Despite Mr Maduro's optimism, previous promises of reform have come to nothing. Reformers within the government (including Rafael Ramírez, who began 2014 as energy minister, head of Petróleos de Venezuela (PDVSA, the state oil company) and economy vice-minister) have been sidelined or demoted, while hardliners' demands for additional price controls and other socialist economic measures have gained approval. Although an official devaluation in the first half of 2015 (to BsF8.7:US$1 from BsF6.3:US$1 currently) is part of our central forecast scenario, this will not apply to the majority of goods and will therefore have a limited impact. More stealth devaluations, whereby importers are pushed onto weaker exchange rates, are expected. Devaluations increase the local-currency value of oil earnings in US dollars and, therefore, provide a temporary boost to public finances.

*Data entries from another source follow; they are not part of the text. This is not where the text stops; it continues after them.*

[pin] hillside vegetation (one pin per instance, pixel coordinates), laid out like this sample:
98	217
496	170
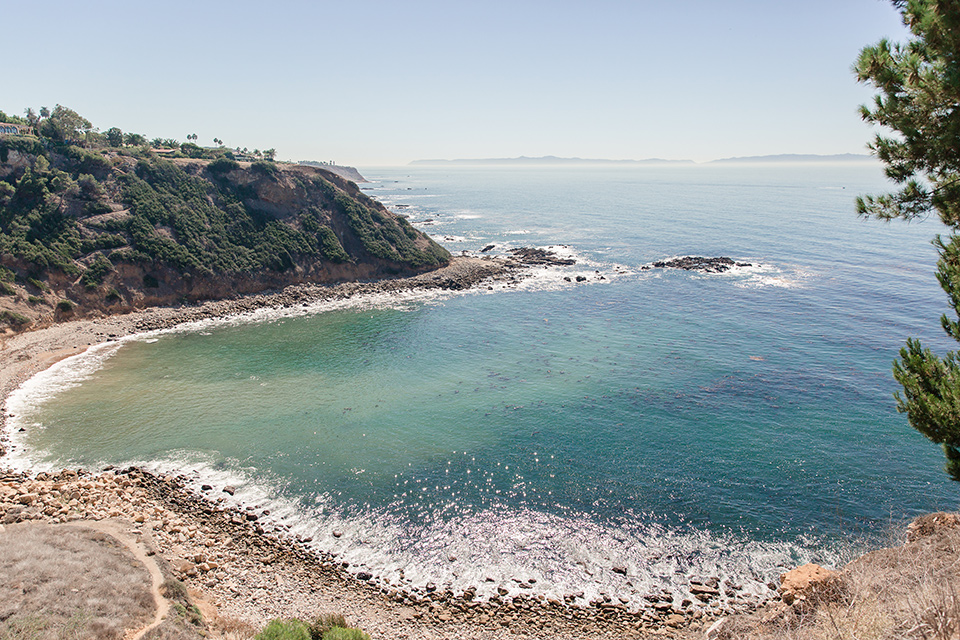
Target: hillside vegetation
89	227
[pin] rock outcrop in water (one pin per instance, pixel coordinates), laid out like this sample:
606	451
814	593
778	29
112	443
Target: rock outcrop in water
699	263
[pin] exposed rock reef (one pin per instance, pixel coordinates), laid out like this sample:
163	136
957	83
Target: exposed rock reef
698	263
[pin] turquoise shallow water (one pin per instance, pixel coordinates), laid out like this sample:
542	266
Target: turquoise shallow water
671	423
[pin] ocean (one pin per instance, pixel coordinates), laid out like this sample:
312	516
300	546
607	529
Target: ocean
618	435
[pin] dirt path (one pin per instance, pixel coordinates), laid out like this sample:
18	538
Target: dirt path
115	530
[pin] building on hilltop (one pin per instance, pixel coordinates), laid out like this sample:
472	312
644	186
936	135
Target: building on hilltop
7	128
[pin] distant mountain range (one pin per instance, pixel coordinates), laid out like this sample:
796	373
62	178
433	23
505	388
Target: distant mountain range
554	160
801	157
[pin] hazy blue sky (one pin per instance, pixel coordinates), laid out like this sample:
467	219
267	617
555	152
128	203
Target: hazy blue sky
385	82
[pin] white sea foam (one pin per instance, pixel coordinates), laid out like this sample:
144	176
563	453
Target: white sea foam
507	547
759	274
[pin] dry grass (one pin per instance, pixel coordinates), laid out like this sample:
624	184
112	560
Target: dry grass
902	593
65	583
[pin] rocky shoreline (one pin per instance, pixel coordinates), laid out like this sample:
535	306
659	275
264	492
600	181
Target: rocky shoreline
254	573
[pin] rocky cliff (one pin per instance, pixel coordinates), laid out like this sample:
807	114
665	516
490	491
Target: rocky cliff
96	231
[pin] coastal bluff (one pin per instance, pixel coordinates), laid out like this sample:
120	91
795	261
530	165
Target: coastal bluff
96	232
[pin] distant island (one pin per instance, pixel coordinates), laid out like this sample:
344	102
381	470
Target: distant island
555	160
800	157
544	160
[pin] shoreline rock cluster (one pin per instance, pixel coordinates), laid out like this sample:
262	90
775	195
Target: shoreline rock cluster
256	574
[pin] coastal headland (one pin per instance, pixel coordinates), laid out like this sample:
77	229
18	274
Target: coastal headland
243	572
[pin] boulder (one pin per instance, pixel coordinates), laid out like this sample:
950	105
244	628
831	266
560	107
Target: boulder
810	583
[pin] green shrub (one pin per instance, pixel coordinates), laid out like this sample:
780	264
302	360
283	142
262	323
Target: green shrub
94	274
223	165
14	319
325	622
173	589
265	168
345	633
285	630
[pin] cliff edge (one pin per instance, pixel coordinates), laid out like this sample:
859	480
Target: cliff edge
96	231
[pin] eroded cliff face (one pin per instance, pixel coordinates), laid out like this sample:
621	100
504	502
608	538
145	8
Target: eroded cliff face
307	225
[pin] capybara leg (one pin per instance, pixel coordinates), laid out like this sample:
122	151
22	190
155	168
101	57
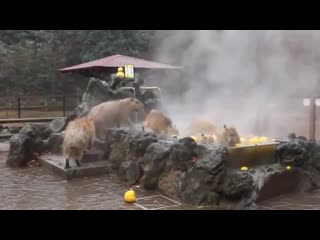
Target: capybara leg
90	145
67	164
77	162
130	124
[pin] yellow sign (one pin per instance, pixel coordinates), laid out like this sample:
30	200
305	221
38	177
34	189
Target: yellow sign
129	71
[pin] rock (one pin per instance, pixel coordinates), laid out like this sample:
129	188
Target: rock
117	149
169	183
155	162
181	154
272	180
130	172
14	129
5	131
237	185
139	142
57	125
314	159
294	152
292	136
125	145
34	130
201	183
20	152
54	143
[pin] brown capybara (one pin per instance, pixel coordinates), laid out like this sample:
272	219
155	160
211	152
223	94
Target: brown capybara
78	137
201	126
159	123
114	114
229	137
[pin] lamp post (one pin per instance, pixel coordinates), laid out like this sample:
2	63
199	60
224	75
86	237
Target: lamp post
312	102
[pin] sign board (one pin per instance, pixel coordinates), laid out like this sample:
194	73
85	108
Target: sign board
129	71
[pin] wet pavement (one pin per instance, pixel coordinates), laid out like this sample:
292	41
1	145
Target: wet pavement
36	188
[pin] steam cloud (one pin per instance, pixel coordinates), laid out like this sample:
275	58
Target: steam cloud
254	80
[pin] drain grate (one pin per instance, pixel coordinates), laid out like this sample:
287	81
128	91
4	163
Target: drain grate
156	202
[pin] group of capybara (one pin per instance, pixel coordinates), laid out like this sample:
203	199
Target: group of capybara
80	133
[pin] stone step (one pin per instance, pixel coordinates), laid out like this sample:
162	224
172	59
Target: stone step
56	163
92	156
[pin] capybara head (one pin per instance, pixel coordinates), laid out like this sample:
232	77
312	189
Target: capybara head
173	131
231	136
135	104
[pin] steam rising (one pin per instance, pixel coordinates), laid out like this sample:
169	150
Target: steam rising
254	80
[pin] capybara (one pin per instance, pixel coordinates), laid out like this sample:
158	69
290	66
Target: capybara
201	126
113	114
78	138
229	137
159	123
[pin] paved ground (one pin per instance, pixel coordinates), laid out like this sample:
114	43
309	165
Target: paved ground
35	188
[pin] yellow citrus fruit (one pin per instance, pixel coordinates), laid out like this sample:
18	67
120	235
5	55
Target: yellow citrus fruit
130	196
244	168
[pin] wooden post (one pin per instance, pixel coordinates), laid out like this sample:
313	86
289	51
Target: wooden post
64	105
312	120
19	108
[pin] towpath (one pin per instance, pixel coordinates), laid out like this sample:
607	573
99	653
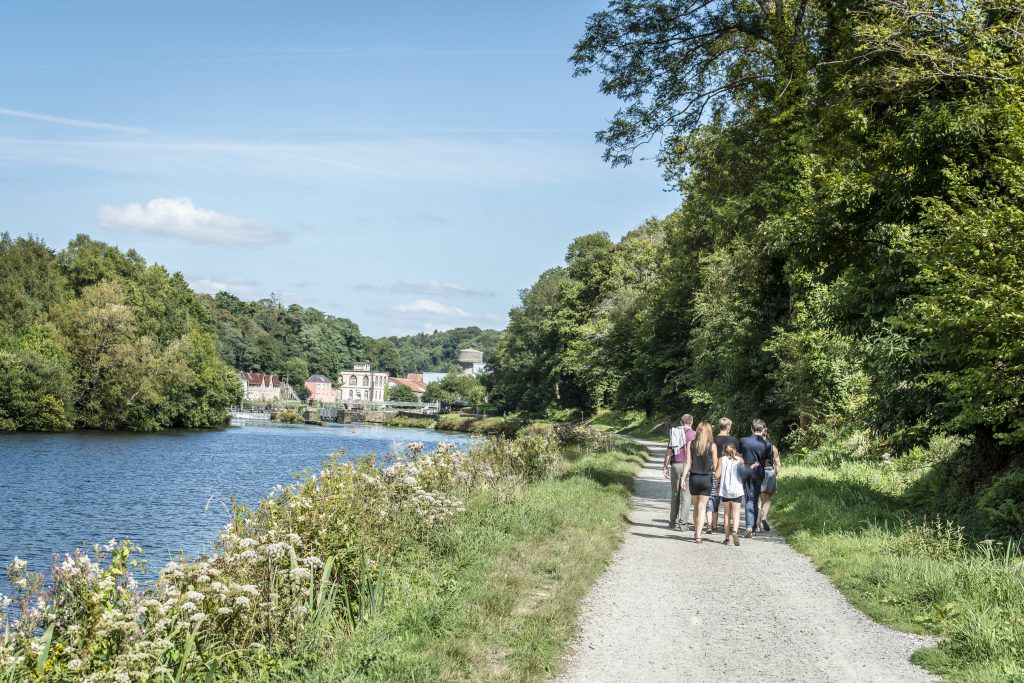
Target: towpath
669	609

Existing policies such as maintaining the world's cheapest petrol prices, price controls and currency controls are likely to remain unchanged in 2015, despite their gargantuan financial cost to the government. There is a risk that Venezuela will default on some portion of US$5.9bn in debt payments falling due this year. Furthermore, Chinese loans appear to be drying up, meaning that if debt payments are made using foreign reserves, funds are unlikely to be replaced. A further US$11.7bn in payments will fall due in 2016 and 2017.

Any change in policy will be relatively minor, given the political cost to Mr Maduro and his party. Substantive policy changes would push the economy deeper into recession. Inflation would rise, further reducing the spending power of those that have supported—or at least have not voted against—the administration. Somewhat ironically, Mr Maduro's biggest asset may be the opposition itself, which is fractured and unappealing to disaffected Chavistas. The opposition's ineptitude will continue to offset Mr Maduro's waning political capital in 2015.

A conspiracy

Mr Maduro blames Venezuela's poor economic performance not on the country's failed economic model, but on an "economic war" waged by the US and the Venezuelan opposition; the president even attributes the recent steep drop in international oil prices—which has hit Venezuela's fiscal and external accounts hard—on a US conspiracy. February will see the one-year anniversary of protests that rocked Venezuela in early 2014, while also marking a year since the detention of Leopoldo López, a key opposition leader charged with inciting violence (Mr Maduro claims that the protests are the reason for the ongoing recession). The appetite of protesters for additional confrontation is low; many students, who were instrumental in the protests of early 2014, are now focused on their studies and securing visas to leave the country. Mr López is largely forgotten by Venezuelans, and his perceived popularity abroad surpasses that at home. María Corina Machado, a fellow opposition leader, may also face detention this year after being charged in 2014 in relation to an alleged plot to murder Mr Maduro.

With the opposition weak and its leaders in jail, the largest political threat to Mr Maduro in 2015 is likely to come from within Chavismo itself. Unlike Mr Chávez, who was skilled at uniting the country's various left-wing political parties, Mr Maduro is struggling to consolidate power. The left is now showing signs of fracturing, driven by a debate over the most prudent response to the economic crisis. While groups like Marea Socialista, a leftist faction within the ruling Partido Socialista Unido de Venezuela (PSUV), pose no serious threat to the government, they are an indicator of deeper—and higher level—divisions. High-ranking Chavistas are keen to take power, but are well aware that doing so would be a delicate manoeuvre. With Mr Maduro's popularity likely to fall further in 2015—in tandem with the economy—another leader from within the PSUV may win favour. Ultimately, however, although this will be the most trying year to date for Chavismo, we expect Mr Maduro to remain in power.